One of the main standard-setting bodies in Islamic finance has issued a draft standard on murabaha, aiming to update guidance on the most common financing tool used by Islamic banks.
The Bahrain-based Accounting and Auditing Organisation for Islamic Financial Institutions (AAOIFI) is conducting a wide review of its standards to encourage convergence of industry practices and increase the consumer appeal the sector.
The proposed standard would supercede two earlier ones on murabaha, a sale contract which incorporates a profit markup on the cost of goods sold either on a spot or deferred basis.
It would cover new areas such as the accounting treatment on the liability side of a murabaha transaction, AAOIFI said in a statement.

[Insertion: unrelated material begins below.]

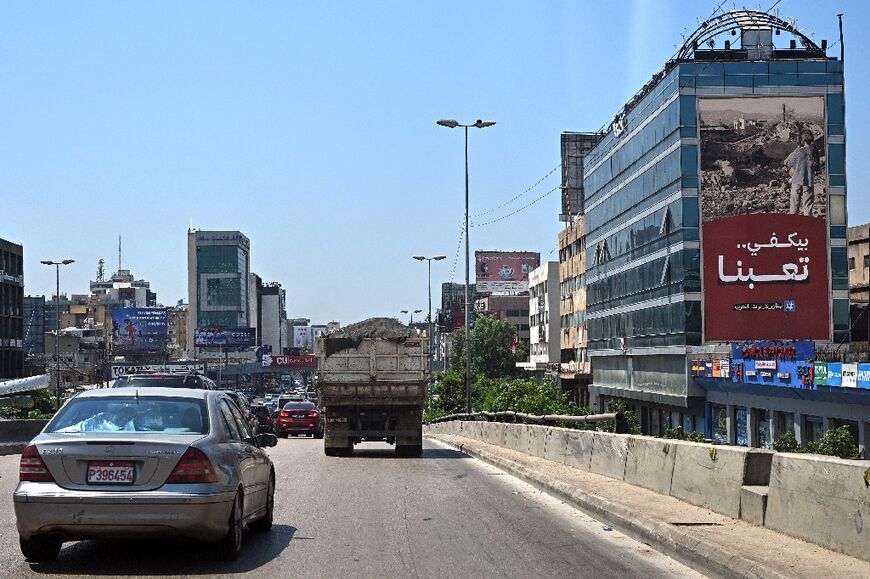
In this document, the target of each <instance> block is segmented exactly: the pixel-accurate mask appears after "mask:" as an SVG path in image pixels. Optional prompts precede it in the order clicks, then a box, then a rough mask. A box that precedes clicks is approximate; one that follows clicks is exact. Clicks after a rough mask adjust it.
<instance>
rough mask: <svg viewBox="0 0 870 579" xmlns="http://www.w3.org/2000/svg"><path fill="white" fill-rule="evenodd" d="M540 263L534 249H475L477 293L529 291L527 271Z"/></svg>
mask: <svg viewBox="0 0 870 579" xmlns="http://www.w3.org/2000/svg"><path fill="white" fill-rule="evenodd" d="M539 265H541V254H540V253H537V252H534V251H475V252H474V270H475V271H476V272H477V273H476V276H475V281H476V283H477V286H476V289H477V291H478V292H479V293H495V292H524V291H529V272H531V271H532V270H533V269H535V268H536V267H538V266H539Z"/></svg>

AAOIFI is seeking industry feedback on the draft until the end of March, aiming to make the final version effective from January 2019 at the earliest.

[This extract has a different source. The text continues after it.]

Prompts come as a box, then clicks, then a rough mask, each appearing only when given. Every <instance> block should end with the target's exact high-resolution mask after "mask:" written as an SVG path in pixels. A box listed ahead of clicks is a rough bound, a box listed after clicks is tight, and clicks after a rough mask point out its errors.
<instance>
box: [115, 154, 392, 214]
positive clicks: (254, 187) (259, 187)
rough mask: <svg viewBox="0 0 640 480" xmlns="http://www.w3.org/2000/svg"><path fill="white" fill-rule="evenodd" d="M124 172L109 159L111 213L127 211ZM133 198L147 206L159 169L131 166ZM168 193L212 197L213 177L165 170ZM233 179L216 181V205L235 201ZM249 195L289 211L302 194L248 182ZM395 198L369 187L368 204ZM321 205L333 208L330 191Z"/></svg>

Significantly, AAOIFI said it intended for the standard to cover all deferred-sale contracts but opted to develop separate guidance on commodity-based murabaha, also known as tawarruq.
Murabaha is common in consumer financing where a markup is known in advance by both parties to help reduce the ambiguity in the transaction, a key concept in Islamic finance.

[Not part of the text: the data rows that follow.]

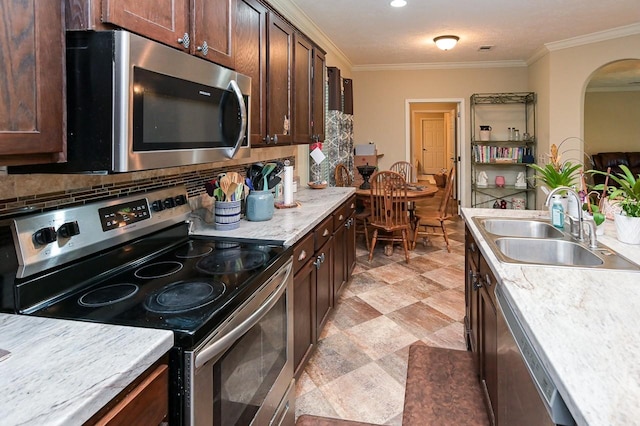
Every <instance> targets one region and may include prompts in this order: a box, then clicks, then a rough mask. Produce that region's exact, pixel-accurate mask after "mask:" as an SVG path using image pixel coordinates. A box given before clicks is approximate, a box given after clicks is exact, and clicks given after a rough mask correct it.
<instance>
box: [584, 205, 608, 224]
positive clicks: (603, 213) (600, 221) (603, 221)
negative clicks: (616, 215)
mask: <svg viewBox="0 0 640 426" xmlns="http://www.w3.org/2000/svg"><path fill="white" fill-rule="evenodd" d="M582 210H584V211H586V212H588V213H591V216H592V217H593V221H594V222H595V223H596V225H602V224H603V223H604V220H605V216H604V213H602V212H601V211H600V207H598V205H597V204H592V203H591V202H590V201H589V202H586V203H584V204H583V205H582Z"/></svg>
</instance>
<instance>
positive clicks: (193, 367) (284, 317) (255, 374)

In tawarruq, however, the buyer often sells the respective commodity immediately in the spot market, an approach widely used by Islamic banks for treasury transactions.
This practice has been criticised by some religious scholars for lacking a strong link to real economic activity and not being sufficiently different from a conventional interest-based loan.
AAOIFI said a separate accounting standard on tawarruq would allow it to address specific accounting and reporting issues, as well as reflect its use by Islamic bank treasuries.
An existing sharia standard on tawarruq allow such transactions in specific situations, often as a last resort technique, but discourages their use on a commercial basis.